According to the Small Business Administration, in 2010 there were 27.9 million small businesses that make up about 40% of the economy.  Yet, these are the businesses that are experiencing some of the most challenging times to continue “business as usual” during this global pandemic.

The Tri-City Record, over last week, contacted many local small businesses to talk to owners whose blood, sweat and tears have been poured out into the businesses that they are trying to save from the pandemic fallout. This is what they had to say.
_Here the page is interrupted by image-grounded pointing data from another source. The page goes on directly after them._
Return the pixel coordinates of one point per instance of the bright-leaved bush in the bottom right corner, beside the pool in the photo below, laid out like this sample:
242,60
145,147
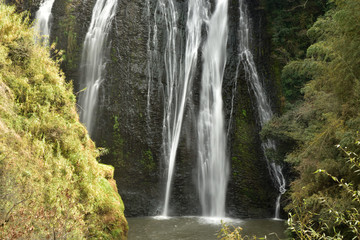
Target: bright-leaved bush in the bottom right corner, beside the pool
338,220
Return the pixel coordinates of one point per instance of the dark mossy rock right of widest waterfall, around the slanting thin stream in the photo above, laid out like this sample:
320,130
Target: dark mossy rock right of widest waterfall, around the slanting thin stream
250,190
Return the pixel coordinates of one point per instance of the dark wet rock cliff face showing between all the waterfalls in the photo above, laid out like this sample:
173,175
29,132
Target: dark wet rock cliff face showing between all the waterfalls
132,129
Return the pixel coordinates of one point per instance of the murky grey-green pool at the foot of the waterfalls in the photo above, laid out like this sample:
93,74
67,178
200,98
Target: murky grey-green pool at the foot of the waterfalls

Beauty business bounce back

Rochelle Ulleg’s hope for 2020 business was looking good before this pandemic struck. In mid-March, Governor Gretchen Whitmer signed an executive order that forced facilities that perform non-essential personal care services be temporality closed. Businesses that were affected by this order are places like hair, nail, tanning, massage, tattoo, and piercing service providers.

The owner of Robert Michael Salon and Spa LLC., in downtown Watervliet, has spent the 12-week quarantine studying and documenting all Executive Orders, CDC guidelines, along with the Michigan Department of Licensing guidelines to ensure all guests a proper and safe opening of the salon.

The stylists at the salon are now filling their appointment books with clients that were scheduled to get their services done but got canceled due to the shutdown in March. Once those people have been serviced, they will open their books to those that have called in over the past few weeks.

The new normal for the salon includes their COVID-19 procedure posting upon entering the salon, consent for services form, and no walk-ins per the State of Michigan licensing department.

Keeping up with social distancing protocols, appointments at this time do not allow more than one guest per appointment unless they are accompanying a minor or the elderly.

This pandemic was difficult for Ulleg even though she knew it was inevitable. The Governor’s timeline from closure (announcement made March 21 at 3 p.m. that the industry was closed by 9 a.m. on March 22) to the many possible reopening dates was never promising.  She quoted saying that she was “hopeful the industry could be opened by Independence Day,” so she was not set for the June 15 opening, thinking she had a few more weeks to get ready.

Ulleg applied for multiple forms of federal relief from MEDC in March to the Small Business Administration (SBA) at the beginning of April, and then the Paycheck Protection Program (PPP). She would it so far in the application process and then “all funds have been exhausted” would appear on the screen.  Rochelle was even told after making it through three of the five steps of the PPP application that “all government loans aren’t for everyone.”

After numerous emails to SBA as to where her April 4 application was in the process of approval, she had no reply so she emailed the corporate office for an additional follow-up. Thankfully, her application was found and processed and approved on June 19.  This helped cover the past 12 weeks of rent and utilities only. However, Ulleg said, “It is definitely a bittersweet moment to get this news during the week we are re-opening!”

Going digital with dance

On March 13, new “Stay Home – Stay Safe” directives mandated Fusion Center for Dance – Coloma, at 6777 Paw Paw Avenue, to take a new look at their delivery of services to keep the beat going in their dance studios. Christine Waterhouse and Jennifer Loy, both co-owners of two dance centers in Berrien County say they stayed functioning during the entire crisis.